Yesterday, the U.S. Supreme Court unanimously ruled that corporations have no personal privacy rights so far as the Freedom of Information Act goes. But many writing about the case seem to misunderstand the real issues at play and the ultimate significance of the ruling.

The case of FCC v. AT&T (T) centered on whether AT&T could prevent disclosure of information to CompTel, a trade association of rivals, as "an unwarranted invasion of personal privacy." Because the Court ruled last year in Citizens United v. Federal Election Commission that corporate free speech rights trumped limits on political campaign donations, many assumed that yesterday's ruling would continue a trend of expanding the concept of corporate personhood. Some suggested that AT&T wanted to hide bad behavior.

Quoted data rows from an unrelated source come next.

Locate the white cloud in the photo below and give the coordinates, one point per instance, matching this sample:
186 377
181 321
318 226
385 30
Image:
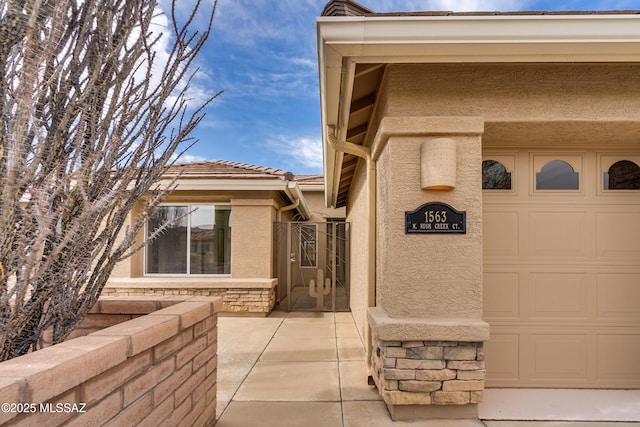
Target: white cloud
300 152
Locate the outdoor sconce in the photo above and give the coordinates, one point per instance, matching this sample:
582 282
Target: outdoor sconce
438 164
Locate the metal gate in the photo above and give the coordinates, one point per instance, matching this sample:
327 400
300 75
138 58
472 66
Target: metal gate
312 265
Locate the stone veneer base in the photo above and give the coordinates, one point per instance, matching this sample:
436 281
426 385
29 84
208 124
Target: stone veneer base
427 378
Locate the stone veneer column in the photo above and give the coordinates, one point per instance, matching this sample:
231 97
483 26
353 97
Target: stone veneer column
427 328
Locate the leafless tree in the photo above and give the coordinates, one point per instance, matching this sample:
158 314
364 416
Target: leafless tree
90 118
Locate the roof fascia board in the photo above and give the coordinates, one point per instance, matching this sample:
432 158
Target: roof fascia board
372 36
227 184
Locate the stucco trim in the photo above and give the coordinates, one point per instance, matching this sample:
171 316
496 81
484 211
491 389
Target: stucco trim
419 329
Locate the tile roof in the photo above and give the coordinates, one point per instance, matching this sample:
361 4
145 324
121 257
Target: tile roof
351 8
221 169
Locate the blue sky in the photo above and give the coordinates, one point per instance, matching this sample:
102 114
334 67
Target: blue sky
263 55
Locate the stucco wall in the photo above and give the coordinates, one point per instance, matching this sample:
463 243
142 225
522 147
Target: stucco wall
357 215
428 275
252 238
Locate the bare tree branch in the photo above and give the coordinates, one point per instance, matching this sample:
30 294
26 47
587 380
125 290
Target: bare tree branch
89 122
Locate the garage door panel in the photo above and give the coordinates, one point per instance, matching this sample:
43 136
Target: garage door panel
618 358
502 357
505 226
562 279
618 296
553 234
558 357
618 235
501 295
558 296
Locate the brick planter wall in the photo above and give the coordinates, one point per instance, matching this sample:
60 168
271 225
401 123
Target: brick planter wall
156 369
429 372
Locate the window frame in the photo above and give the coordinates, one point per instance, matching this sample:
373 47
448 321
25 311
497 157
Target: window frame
190 210
510 162
540 160
605 161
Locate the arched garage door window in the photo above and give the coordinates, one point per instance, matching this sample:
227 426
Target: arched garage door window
622 175
557 175
495 176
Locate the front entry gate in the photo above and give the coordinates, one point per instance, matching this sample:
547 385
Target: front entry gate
312 265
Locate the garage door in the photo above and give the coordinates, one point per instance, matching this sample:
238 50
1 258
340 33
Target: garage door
561 233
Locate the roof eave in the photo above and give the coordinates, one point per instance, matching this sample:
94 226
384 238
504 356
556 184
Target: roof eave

FOIA as a competitive intelligence tool
The Court focused specifically on whether Congress had intended such an interpretation in 5 U. S. C. §552(b)(7)(C), the statute authorizing the Freedom of Information Act. According to a discussion I had with Jaime Bianchi, a litigation partner with White & Case and an expert on data privacy, the potential problem for companies is not whether the press or some special interest group would get hold of embarrassing information, but that competitors might gain business information.

A company being investigated by a federal agency "invariably gives lots of information." Much of the information that would be uninteresting to a critical public could give a competitor critical insight into what the company was doing.

There are trade secret limitations to FOIA requests, but "confidential business information is usually in the eye of the beholder," says Bianchi, and a government agency might decide that something the company sees as sensitive actually isn't. "Having talked with regulators, I can tell you that they draw [confidential information exclusions] narrowly."

According to Bianchi, if negotiation with the agency doesn't resolve satisfactorily resolve the issue, the company must get to court and seek a protective order to declare sensitive information proprietary and to prevent its release to competitors.